Any proposals made to have a second surgeon in a hospital or to have a visiting surgeon come to a hospital must be examined not only in relation to what the people would like to have. There must be a sufficient work-load to enable the surgeon to consider that the job is worth doing. You could construct an ideal system for consultants and surgeons all over the country designed to give the best treatment, and you would not get people to apply for the positions because if they were not spaced according to requirement there would not be a sufficient work-load. The work would not be interesting and would not result in their being able to get promotion because they would not get the experience necessary.

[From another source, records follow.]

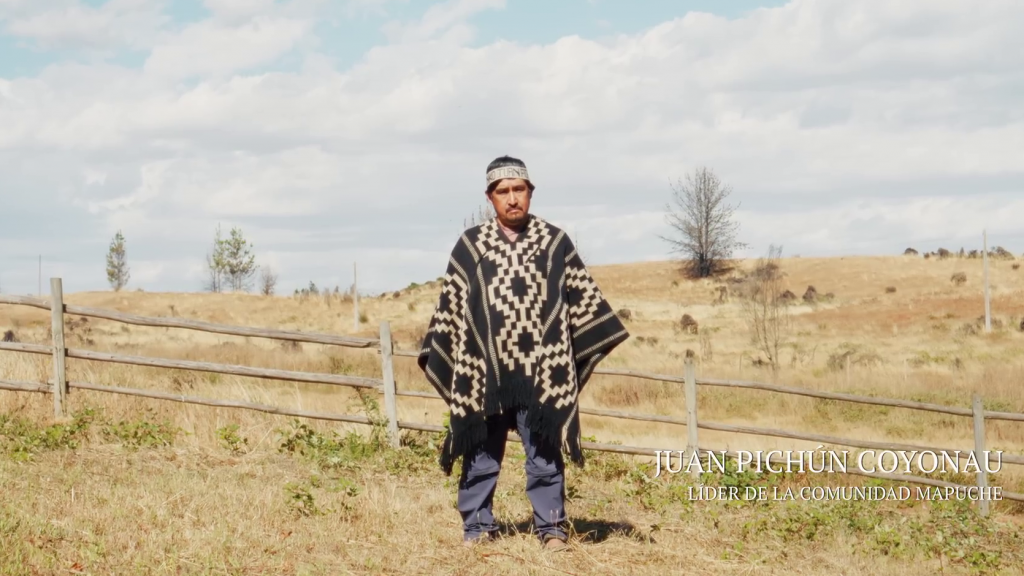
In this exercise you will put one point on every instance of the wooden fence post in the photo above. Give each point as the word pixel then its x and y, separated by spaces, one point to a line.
pixel 355 300
pixel 979 453
pixel 387 373
pixel 690 389
pixel 59 353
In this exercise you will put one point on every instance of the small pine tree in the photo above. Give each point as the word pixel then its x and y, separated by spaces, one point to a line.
pixel 240 263
pixel 117 263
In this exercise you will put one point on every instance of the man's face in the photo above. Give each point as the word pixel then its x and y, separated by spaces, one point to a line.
pixel 511 201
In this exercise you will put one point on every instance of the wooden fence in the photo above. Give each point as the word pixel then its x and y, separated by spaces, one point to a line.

One Deputy suggested that a surgeon should be available on the premises of maternity hospitals. There is an enormous number of normal maternity cases examined in hospitals where there is not a surgeon, but the real answer is that we ought to have the maximum consultation for maternity cases by an expert consultant obstetrician who will decide whether it is safe for the mother to have her child in a hospital with no special facilities for emergency treatment, or whether the mother should go to a hospital having full gynaecological services. That is the test that should be applied.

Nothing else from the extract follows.